BOP swimmer’s 92kg weight loss
When Rotorua’s Robyn Graves takes to the water this week, it will be as part of a continuing voyage of self-discovery and a return to healthy living.
At one point, Robyn weighed 170kgs, but now she competes in half marathons and open water swimming events, and is hoping to inspire others with her story.
It was an epiphanous moment that led Robyn to her weight loss journey.
Her adult daughter suffered a near death experience and the thought of her grandchildren losing their mother made Robyn reassess her lifestyle.
“That was when I realised that I needed to do something serious about my health and my weight,” says Robyn. “I wanted to be alive when I turned 50.”
Robyn investigated gastric bypass surgery and had the procedure in 2016, but did not stop there.
“That’s only a tool,” says Robyn. “That's not an answer. So I've done a lot of work on working on the reasons why I use food as a crutch.”
At one point Robyn’s weight loss totalled 92kg and part of her weight loss journey has been an impressive foray back into regular exercise.
Watching wheelchair users competing in a triathlon caused another illuminating realisation. If they can do it, so could she.
“I thought, yeah, I have no excuse. I have all my legs and all my arms and everything like that. I can go and do a triathlon. I don't have to win it. I just have to do it.”
Robyn used to be a competitive swimmer and this weekend she will be competing in her latest event, and a hometown one, with the Generation Homes Legend of the Lake swim at Lake Tikitapu.
A major part of Robyn’s weight loss has been ensuring she did not just lose weight, but develop muscle as well. She has had to reteach her body its movement patterns.

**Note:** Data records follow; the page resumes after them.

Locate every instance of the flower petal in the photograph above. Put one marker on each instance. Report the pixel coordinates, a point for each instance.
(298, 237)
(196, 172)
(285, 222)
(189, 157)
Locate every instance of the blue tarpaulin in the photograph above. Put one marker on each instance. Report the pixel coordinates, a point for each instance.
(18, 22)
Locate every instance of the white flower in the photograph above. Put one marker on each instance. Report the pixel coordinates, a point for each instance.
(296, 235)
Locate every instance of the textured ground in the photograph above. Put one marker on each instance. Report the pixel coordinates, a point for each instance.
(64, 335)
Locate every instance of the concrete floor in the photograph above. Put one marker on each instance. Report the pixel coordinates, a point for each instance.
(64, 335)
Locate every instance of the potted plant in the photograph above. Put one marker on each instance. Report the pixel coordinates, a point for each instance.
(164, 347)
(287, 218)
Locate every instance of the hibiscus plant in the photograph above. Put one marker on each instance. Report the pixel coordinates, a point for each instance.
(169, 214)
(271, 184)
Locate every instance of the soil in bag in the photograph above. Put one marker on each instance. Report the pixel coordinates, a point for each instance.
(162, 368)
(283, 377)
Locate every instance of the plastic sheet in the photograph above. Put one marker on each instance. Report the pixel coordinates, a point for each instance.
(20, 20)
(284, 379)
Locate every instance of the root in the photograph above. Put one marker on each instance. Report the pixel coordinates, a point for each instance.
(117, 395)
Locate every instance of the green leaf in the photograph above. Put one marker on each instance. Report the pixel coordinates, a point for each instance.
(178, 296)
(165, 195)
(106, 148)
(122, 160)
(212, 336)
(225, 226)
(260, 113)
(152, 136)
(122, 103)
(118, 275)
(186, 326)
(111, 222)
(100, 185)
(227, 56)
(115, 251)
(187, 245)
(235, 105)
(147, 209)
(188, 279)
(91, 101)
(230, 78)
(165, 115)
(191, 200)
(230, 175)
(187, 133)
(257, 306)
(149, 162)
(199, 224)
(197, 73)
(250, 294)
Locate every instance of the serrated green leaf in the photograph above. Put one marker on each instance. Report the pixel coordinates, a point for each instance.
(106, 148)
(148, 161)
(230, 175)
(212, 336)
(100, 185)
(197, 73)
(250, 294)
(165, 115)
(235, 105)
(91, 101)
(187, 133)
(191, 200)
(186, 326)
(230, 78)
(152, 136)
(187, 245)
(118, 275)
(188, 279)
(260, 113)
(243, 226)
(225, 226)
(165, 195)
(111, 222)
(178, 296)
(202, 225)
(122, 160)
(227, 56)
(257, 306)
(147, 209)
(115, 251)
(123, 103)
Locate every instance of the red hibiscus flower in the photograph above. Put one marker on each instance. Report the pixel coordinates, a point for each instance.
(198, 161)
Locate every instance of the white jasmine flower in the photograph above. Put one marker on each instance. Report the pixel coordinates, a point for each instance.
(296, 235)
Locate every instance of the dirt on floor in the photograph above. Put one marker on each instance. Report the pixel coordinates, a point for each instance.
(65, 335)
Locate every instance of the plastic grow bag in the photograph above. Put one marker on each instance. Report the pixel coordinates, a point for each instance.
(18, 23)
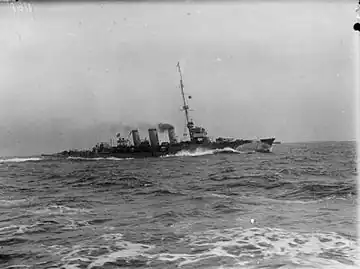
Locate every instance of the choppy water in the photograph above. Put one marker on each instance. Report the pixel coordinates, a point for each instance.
(294, 208)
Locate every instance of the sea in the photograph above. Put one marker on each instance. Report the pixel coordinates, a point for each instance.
(295, 207)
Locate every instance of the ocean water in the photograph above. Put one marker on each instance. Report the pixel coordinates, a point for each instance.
(292, 208)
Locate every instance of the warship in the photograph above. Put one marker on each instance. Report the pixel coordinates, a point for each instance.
(197, 139)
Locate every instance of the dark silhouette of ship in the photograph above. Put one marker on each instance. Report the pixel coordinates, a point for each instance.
(197, 139)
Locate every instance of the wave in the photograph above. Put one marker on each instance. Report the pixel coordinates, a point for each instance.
(19, 160)
(204, 151)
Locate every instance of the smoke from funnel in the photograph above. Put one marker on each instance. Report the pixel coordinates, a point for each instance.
(164, 126)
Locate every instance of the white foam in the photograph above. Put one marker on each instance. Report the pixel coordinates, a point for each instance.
(11, 203)
(99, 158)
(248, 246)
(59, 209)
(202, 152)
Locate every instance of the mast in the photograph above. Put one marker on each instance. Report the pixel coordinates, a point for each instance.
(185, 107)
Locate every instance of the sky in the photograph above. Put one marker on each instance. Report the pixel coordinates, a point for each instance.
(74, 74)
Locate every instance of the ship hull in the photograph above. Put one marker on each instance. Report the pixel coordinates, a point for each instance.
(263, 145)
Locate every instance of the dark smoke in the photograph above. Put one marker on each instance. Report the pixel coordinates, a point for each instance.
(164, 126)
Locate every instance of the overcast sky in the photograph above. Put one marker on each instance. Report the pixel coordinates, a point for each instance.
(74, 74)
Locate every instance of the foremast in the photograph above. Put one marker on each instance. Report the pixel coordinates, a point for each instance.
(197, 134)
(185, 107)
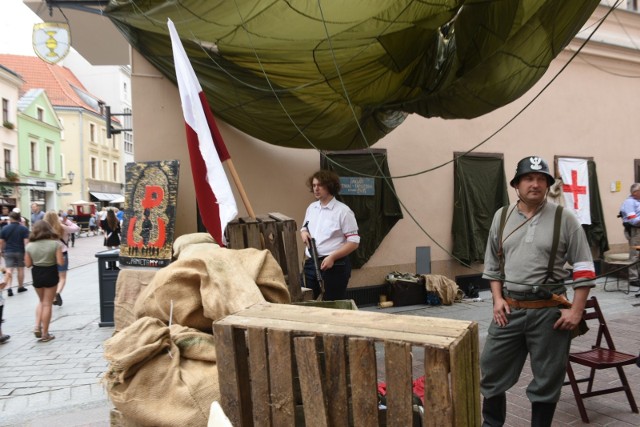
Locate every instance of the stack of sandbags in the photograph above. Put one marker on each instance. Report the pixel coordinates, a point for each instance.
(160, 375)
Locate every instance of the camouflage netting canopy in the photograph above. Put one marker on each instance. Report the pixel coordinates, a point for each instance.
(341, 74)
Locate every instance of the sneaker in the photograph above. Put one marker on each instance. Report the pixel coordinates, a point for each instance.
(57, 300)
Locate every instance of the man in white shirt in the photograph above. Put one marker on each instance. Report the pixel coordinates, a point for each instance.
(333, 226)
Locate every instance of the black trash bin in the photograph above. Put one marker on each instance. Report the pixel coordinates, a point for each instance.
(108, 269)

“The whole carriage of my body changed,” she explains. “So building my muscle up, like developing my hip flexors, my abdominal muscles and my back muscles to carry my body differently, that was really important.
“Muscle development, which doesn't necessarily mean heavy weight training or anything like that, it's learning to use body weight. Building that muscle up has helped with fat loss rather than weight loss.”

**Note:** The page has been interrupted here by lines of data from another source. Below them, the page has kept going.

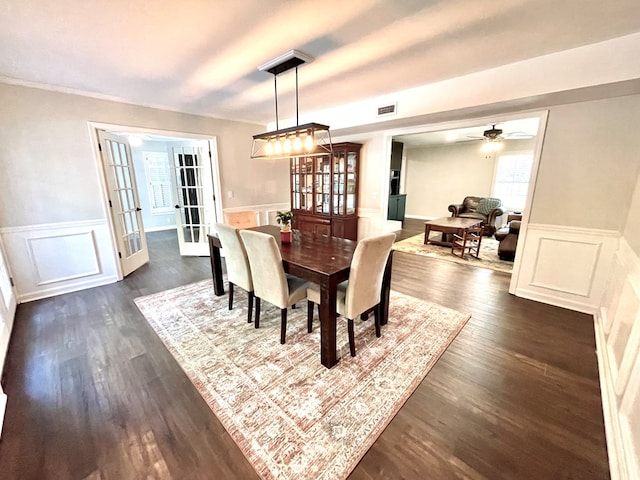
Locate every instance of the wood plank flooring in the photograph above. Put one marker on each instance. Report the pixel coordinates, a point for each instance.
(93, 393)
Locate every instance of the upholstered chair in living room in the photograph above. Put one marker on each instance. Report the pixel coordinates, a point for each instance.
(237, 263)
(270, 282)
(469, 241)
(486, 209)
(361, 291)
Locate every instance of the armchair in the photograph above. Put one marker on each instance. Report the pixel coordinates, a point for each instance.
(486, 209)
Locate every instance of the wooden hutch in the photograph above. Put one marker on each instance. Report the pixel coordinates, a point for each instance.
(324, 192)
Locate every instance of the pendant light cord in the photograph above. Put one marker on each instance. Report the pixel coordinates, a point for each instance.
(275, 86)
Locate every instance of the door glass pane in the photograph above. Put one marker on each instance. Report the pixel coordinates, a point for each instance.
(124, 200)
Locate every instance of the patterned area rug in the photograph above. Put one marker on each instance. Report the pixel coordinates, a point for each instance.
(488, 252)
(291, 417)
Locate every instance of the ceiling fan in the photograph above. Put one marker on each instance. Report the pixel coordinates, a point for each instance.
(494, 134)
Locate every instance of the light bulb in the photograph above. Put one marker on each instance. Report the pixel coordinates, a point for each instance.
(297, 144)
(309, 144)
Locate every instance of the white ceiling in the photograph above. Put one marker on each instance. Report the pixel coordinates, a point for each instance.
(201, 56)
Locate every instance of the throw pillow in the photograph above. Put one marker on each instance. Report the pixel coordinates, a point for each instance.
(485, 205)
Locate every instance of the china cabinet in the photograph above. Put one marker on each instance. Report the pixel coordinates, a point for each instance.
(324, 192)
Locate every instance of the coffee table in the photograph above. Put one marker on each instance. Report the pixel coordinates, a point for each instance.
(448, 225)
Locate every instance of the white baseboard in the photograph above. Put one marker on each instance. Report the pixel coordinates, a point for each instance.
(3, 407)
(617, 335)
(160, 229)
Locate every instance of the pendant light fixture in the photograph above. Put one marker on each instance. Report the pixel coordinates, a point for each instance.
(309, 139)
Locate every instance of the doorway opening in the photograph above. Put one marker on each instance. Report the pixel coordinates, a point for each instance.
(490, 157)
(172, 188)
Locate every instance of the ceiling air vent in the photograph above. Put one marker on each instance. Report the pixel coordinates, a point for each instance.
(387, 110)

Not only is Robyn continuing to push her own boundaries, she actively coaches and inspires others to challenge themselves and make lasting lifestyle changes that benefits their health.
“I'm really focused with people,” says Robyn.
“It's not about losing the weight. It's about being strong and being able to move well and things like that. The worst part is standing at the start line. The mental reward afterwards is so huge and so motivating. It's just worth it just to put yourself out there and just give it a go.”
Robyn says she previously struggled to get off the couch without help from her husband, but her weight loss has simply changed her life.
That includes being able to do activities with her six grandchildren she never thought were possible.
“I've taken my grandsons zip-lining and done all sorts of weird and wonderful things I just never thought I'd be doing in my late forties and now into my fifties.
“This year is a big year for me to just celebrate that I'm still alive at 50.”